EduPEF: Educational Personalized Feedback for Mathematics
Try our feedback generator!
This tool is designed to leverage Large Language Models (LLMs) to generate personalized feedback for mathematical multiple-choice questions, enhancing the learning experience through adaptive educational technology. With the human-like text generation capabilities of LLMs, this tool aims to offer tailored feedback that aligns with the specific knowledge state and learning preferences of students—areas that have been relatively underexplored in prior research focusing mainly on generic instructions and exercises.
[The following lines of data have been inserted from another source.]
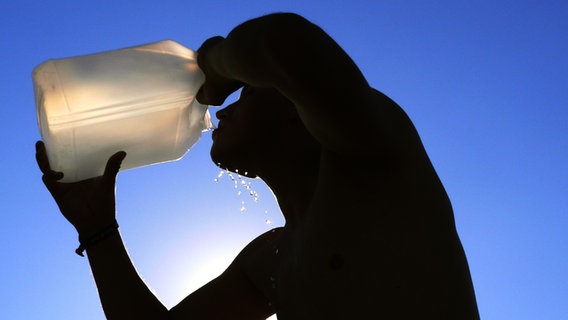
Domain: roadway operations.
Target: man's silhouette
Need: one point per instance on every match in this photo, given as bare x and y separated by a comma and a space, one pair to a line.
369, 230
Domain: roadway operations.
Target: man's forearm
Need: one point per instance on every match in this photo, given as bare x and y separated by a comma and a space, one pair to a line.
122, 292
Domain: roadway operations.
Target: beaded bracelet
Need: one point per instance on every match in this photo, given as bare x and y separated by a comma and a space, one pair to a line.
89, 242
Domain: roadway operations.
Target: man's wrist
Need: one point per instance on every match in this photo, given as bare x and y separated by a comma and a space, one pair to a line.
88, 242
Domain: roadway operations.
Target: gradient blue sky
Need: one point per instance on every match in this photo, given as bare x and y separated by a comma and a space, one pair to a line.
485, 82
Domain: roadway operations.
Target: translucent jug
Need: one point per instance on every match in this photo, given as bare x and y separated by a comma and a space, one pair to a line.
140, 100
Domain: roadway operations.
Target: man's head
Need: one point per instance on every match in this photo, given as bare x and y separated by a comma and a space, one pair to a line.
258, 131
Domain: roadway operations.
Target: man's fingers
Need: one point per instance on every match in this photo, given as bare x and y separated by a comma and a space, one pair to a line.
113, 165
43, 163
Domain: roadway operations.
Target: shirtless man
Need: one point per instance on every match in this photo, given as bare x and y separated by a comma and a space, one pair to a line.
369, 230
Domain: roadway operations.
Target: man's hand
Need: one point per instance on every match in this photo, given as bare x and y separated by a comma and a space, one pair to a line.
216, 87
89, 204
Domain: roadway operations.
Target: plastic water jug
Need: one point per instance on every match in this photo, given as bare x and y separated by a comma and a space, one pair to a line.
140, 100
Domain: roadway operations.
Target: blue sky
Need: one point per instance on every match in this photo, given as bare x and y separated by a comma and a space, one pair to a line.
485, 82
The tool compares stock, automatic, and adaptive feedback types. Stock feedback is human-generated and provides a clear strategy for solving problems, while automatic and adaptive feedback are generated by LLMs. Automatic feedback focuses solely on question-specific details, whereas adaptive feedback integrates data on student profiles to personalize the response further.
The effectiveness of these feedback types is assessed in guiding students from their current understanding to a desired knowledge state. To ensure quality and reliability, feedback is evaluated by human experts who consider student profile details and feedback alternatives, using 5-point Likert scale ratings to assess aspects such as content, tone, and engagement. The findings indicate that LLM-generated feedback, especially when incorporating student profiles, shows potential for medium- and low-performing students by better addressing individual needs compared to standard stock feedback. Although the integration of learning style model attributes did not consistently show significant quality improvements, LLM-generated feedback proved impactful in enhancing content quality and engagement. However, tone consistency among different types of feedback remains a subjective measure among expert raters.
Ultimately, this tool aims to provide a foundation for developing more adaptive and scalable feedback systems within Intelligent Tutoring Systems (ITS). It is designed to support different student profiles, improve learning outcomes, and offer practical guidelines for integrating LLMs into educational technology for personalized learning experiences.